Cette guerre ne peut être gagnée par l’Ukraine et l’Occident américain qu’en « tuant » la Russie ou son économie, d’une façon ou d’une autre. Ce n’est pas gagné, bien que la Russie, son histoire l’a montré, ne soit pas d’une solidité à toute épreuve.

Pas facile à comprendre au plan militaire, ce conflit est encore plus opaque au plan politique : comment tout cela va se terminer ? Qu’espèrent les protagonistes de cette guerre ? Cette configuration militaire « gelée » devrait logiquement mettre en avant le politique, et donc conduire à la négociation. Or curieusement il n’en n’est pas encore question, et c’est difficile à comprendre.

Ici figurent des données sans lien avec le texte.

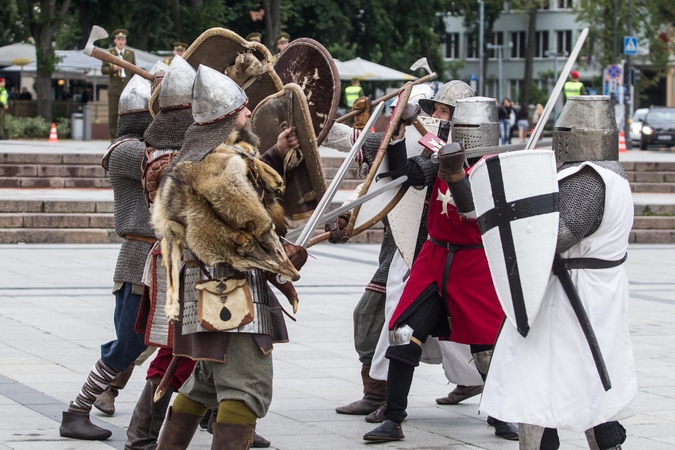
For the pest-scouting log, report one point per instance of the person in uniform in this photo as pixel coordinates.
(132, 222)
(118, 77)
(178, 49)
(233, 374)
(281, 42)
(549, 379)
(4, 105)
(449, 293)
(254, 37)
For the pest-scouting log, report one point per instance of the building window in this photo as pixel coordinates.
(518, 41)
(564, 39)
(452, 45)
(496, 39)
(541, 38)
(471, 46)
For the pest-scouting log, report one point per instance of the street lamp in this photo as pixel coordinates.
(499, 49)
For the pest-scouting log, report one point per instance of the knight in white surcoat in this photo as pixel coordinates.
(551, 379)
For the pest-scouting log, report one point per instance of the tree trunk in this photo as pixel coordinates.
(529, 54)
(272, 22)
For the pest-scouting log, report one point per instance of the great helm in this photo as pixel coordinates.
(586, 130)
(475, 122)
(176, 89)
(215, 96)
(135, 96)
(448, 95)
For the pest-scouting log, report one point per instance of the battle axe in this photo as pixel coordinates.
(99, 33)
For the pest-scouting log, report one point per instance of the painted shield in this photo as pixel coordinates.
(305, 180)
(405, 218)
(308, 64)
(516, 199)
(247, 63)
(372, 211)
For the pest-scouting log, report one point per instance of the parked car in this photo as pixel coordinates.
(636, 125)
(658, 127)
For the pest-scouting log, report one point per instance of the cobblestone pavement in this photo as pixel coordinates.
(56, 309)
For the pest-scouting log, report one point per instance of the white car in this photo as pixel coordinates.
(636, 125)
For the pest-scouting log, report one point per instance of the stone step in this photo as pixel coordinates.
(55, 206)
(47, 220)
(50, 183)
(664, 188)
(58, 236)
(52, 158)
(652, 236)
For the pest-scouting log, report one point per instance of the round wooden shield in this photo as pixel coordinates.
(308, 64)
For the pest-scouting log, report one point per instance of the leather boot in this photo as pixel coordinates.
(459, 394)
(78, 426)
(178, 431)
(374, 395)
(227, 436)
(106, 401)
(147, 418)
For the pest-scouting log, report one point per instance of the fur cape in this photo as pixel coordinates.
(223, 209)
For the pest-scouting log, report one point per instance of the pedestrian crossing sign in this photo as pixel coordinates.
(630, 45)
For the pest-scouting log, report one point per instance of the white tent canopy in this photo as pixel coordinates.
(369, 71)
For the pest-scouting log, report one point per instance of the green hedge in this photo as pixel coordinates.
(34, 127)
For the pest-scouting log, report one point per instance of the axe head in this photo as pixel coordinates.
(96, 34)
(421, 63)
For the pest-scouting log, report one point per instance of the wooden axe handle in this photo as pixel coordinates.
(107, 57)
(168, 376)
(384, 98)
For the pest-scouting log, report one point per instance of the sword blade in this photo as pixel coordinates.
(586, 326)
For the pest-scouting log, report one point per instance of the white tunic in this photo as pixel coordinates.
(549, 378)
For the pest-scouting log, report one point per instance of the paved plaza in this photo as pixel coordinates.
(56, 310)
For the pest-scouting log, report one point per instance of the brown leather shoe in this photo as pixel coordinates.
(227, 436)
(260, 442)
(106, 401)
(460, 394)
(78, 426)
(366, 405)
(178, 431)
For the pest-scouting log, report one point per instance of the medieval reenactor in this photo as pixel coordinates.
(163, 138)
(410, 240)
(549, 379)
(450, 287)
(123, 161)
(231, 237)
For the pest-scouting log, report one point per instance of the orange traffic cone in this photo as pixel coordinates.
(52, 134)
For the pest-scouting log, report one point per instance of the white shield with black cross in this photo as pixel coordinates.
(516, 200)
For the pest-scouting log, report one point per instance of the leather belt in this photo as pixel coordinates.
(138, 237)
(452, 249)
(585, 263)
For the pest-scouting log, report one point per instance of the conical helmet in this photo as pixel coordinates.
(215, 96)
(475, 122)
(135, 96)
(586, 130)
(448, 95)
(176, 89)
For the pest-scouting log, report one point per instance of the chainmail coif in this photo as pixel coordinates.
(168, 129)
(582, 202)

On voit bien les bénéfices de court terme que les USA engrangent (business as usual) à mesure que cette guerre se prolonge, mais qu’en est-il de l’Europe, de l’Allemagne en particulier ? Car chaque jour, des hommes, des Européens sont tués et un pays très dégradé. Pour rien ? C’est ce que je crois. Ils meurent pour rien, à cause de la faiblesse politique et de l’hubris des dirigeants des puissances impliquées, grandes et petites.

Des dirigeants lucides et forts auraient négocié et imposé une zone de grande autonomie à l’Est/sud de l’Ukraine (Minsk), une entrée de l’Ukraine dans l’UE à terme (c’est engagé) mais pas dans l’OTAN (ligne rouge russe que les USA veulent franchir en en faisant payer le prix à d’autres), et une Crimée rattachée à la Russie (ou une formule de référendum par l’ONU, ce qui reviendrait au même résultat).

On parviendra sans doute à ce résultat, ou proche/équivalent, d’ici quelques mois ou années après des milliers de victimes supplémentaires, voire pire (crescendo ?). L’Histoire, c’est très bête, ça a toujours été comme ça, nos poilus l’avaient appris à leurs dépens.

L’UE « c’est la paix » est un acteur très engagé dans cette guerre, avec pour objectif l’adhésion à l’UE de nouveaux membres, jusqu’en Asie Centrale. C’est un enjeu civilisationnel, du lourd. La guerre en Ukraine montre que ces conquêtes de l’UE peuvent se payer au prix fort, au prix de la guerre. A l’origine des deux guerres mondiales, il serait ironique que l’Europe, « l’UE c’est la paix », soit aussi finalement à l’origine de la troisième.